Da die Regierungskoalition jedoch zunächst nur fünf Tage für eine öffentliche Debatte (einschließlich eines Wochenendes) einräumte, war es offensichtlich, dass sie die Aufmerksamkeit umgehen und das Gesetzespaket so schnell wie möglich im Parlament einbringen wollte. Erst nach einem gewaltigen Aufschrei wurde die öffentliche Debatte bis zum 5. September verlängert.

Dennoch ist diese Änderung bestenfalls kosmetischer Natur, da ein Großteil der vorgesehenen Zeit mit den Sommerferien zusammenfällt, während Anfang September mit Sicherheit neue Sorgen über die Wiedereröffnung der Schulen und eine mögliche zweite Welle von Covid-19-Infektionen aufkommen werden.

Das Schicksal des Gesetzespakets ist jedoch nicht sicher. Die Opposition gegen die vorgeschlagenen Änderungen ist sowohl innerhalb als auch außerhalb des Parlaments gewachsen. RTVSLO und STA übernahmen die Führung bei der Verteidigung ihrer Unabhängigkeit, wobei sie von verschiedenen nationalen und internationalen Organisationen unterstützt wurden.
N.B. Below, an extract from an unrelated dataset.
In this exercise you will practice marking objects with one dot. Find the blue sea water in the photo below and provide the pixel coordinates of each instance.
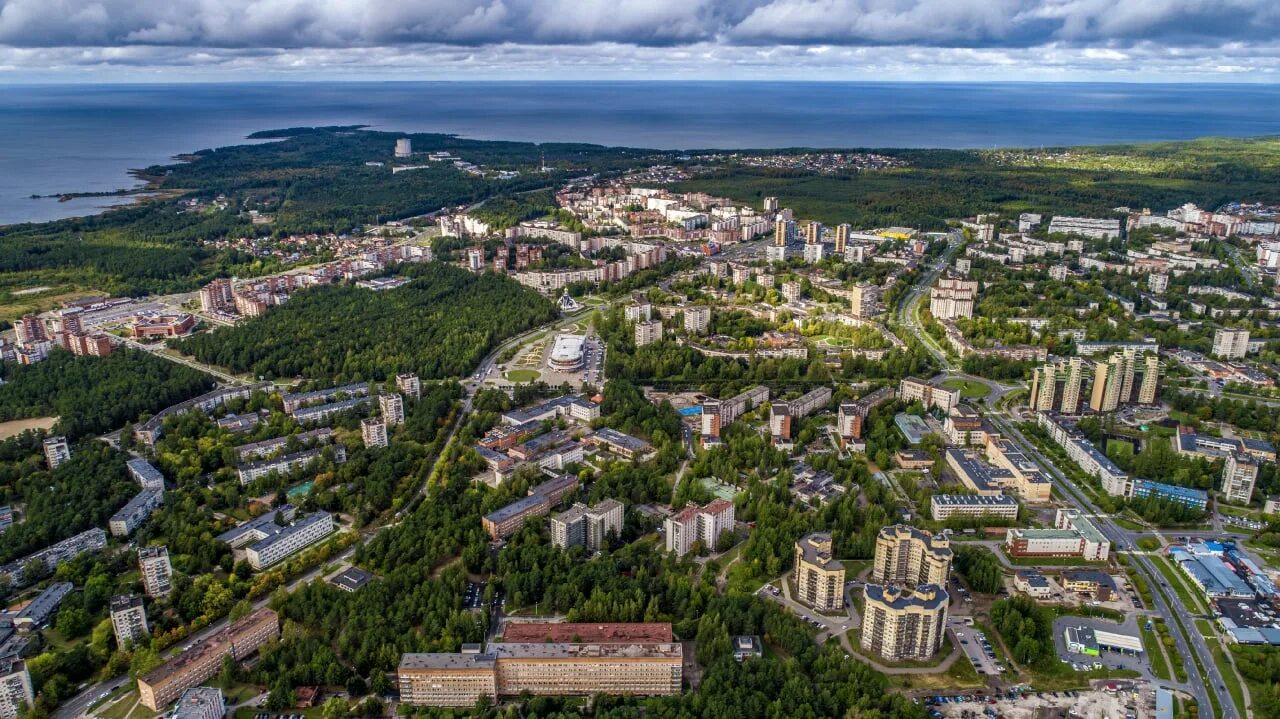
(85, 138)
Darüber hinaus hat die Partei der Modernen Mitte, ein Mitglied der Junior-Koalition, eine gewisse Uneinigkeit in dieser Angelegenheit signalisiert. Auch innerhalb eines anderen Koalitionspartners, DeSUS, gibt es Stimmen, die ihre eigene Führung kritisierten, weil sie Janša und SDS bei häufigen Angriffen auf die Presse und bestimmten Journalisten nicht die Stirn geboten hat.

Die jüngste Debatte im Parlamentsausschuss für Kultur hat die Kluft zwischen dem Kulturministerium (in dessen Zuständigkeitsbereich die drei Gesetze fallen) und den Oppositionsparteien, die mit der Regierung wegen einer, wie sie es nannten, arroganten und abweisenden Haltung verärgert sind, nur noch vertieft.

Die größte verfahrenstechnische Gefahr liegt jedoch in der kürzlich erworbenen Macht des Parlaments, ein Referendum über Gesetze, die für das Funktionieren des Staates entscheidend sind, zu verbieten. Das Instrument ermöglicht es, die „Cooling-off”-Periode zwischen der Verabschiedung und der Verkündung des Gesetzes zu überspringen, in der interessierte Parteien ein Referendum oder eine präventive Verfassungsbeschwerde einreichen können.

Ursprünglich war es als Rechtsinstrument zur Beschleunigung von Anti-Covid-19-Maßnahmen vorgesehen, doch die Erfahrungen der Vergangenheit zeigen, dass es diese Regierung nicht unversucht lassen würde, diese Gesetzeslücke zu nutzen, um zu verhindern, dass ihre Medienpolitik einer Volksabstimmung unterzogen wird. Die Situation muss genau beobachtet werden.